奈 良 井 宿  
               
                           
               
               

 奈良井宿は昔の面影を残していて、「重要伝統的建造物群保存地区」に指定されている。中山道は67宿。奈良井宿は江戸からも京からも34番目の宿場で、俗に奈良井千軒と言われて栄えていた宿場だ。

 この日奈良井宿には 高速バス、列車、車でと各地から9名が参集。南米旅行でご一緒した人たちだが、よく気が合い、お世話する方がおられて4回目の同窓会、奈良井宿を散策後開田高原で2泊3日の予定。

 訪れた日は猛暑日が連続した後、北からの寒気団で気温が下がったが同時に雨が連日降りしきり、この日もうっとしい空模様だった。そのため往来を行き来する人が少なく、落ち着いて町並みを歩き愉しむことができた。

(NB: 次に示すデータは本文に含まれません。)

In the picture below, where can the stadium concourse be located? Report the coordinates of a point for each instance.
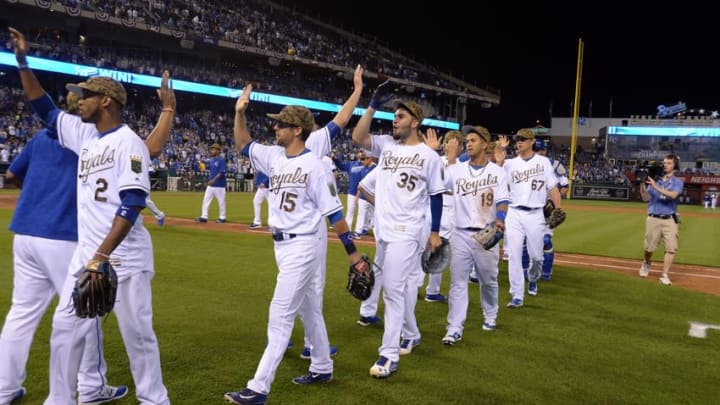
(693, 277)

 集合時間がお昼時だったので、駐車場横の 林の中の古民家カフェテラス深山で100年前のレシピで作ったという カレーで腹ごしらえを済ませた。

 食後中山道杉並木の中を歩き、奈良井駅から鳥居峠方向にぶらぶらと歩きだした。風情のある町並みと興味の惹かれる品物に、ゆっくりとした散策。

 通りの中ほどまできたら 御宿・伊勢屋の前に立っていた。昔からの調度品を見ながら、奥に進み200年ほど前の建設当時の面影を残す母屋を見学させていただき、帰りに右のポスターを見つけた。

 廃刊になっているが懐かしい雑誌「旅」の1990年1月号の「今、泊まってみたい宿・心に残る木造りの宿30」の表紙の写真が、伊勢屋の表構えだった。また明治時代まで脇本陣兼下問屋だったと案内があった。上段右2枚が伊勢屋の写真です
   
 
 
 五平餅やおやきの店からほのかに美味しそうな匂いが漂ってくる。この街並みの雰囲気に溶け込んでいて、五平餅を手にちょっといっぷくすることにした。

 伊勢屋の前は「ゑちごや旅館」。玄関口の畳の上に「旅籠行燈」たたきには男物、女物の下駄。色とりどりの清潔感があふれる鼻緒。行儀よく整えられて整列。思わずカメラを向けていた。

 国指定重要文化財 上問屋資料館 靴を脱いで座敷に上がる。問屋は、幕府が定めた伝馬(宿駅用の馬)と歩行役(人足)を常備、管理運営してし旅行者の求め応じた。奈良井宿では手塚家が270年間問屋兼庄屋だった。その当時の諸道具などが展示され、また明治天皇の行在所(明治13年6月)となった部屋が当時のまま残されていた。

 鎮神社へ続く緩い坂道から振り返ると、奈良井宿の家並みが僅かにカーブして緑の山に溶け込んでいる。心和む風景に身をおいて至福の時間が過ぎ去っていった。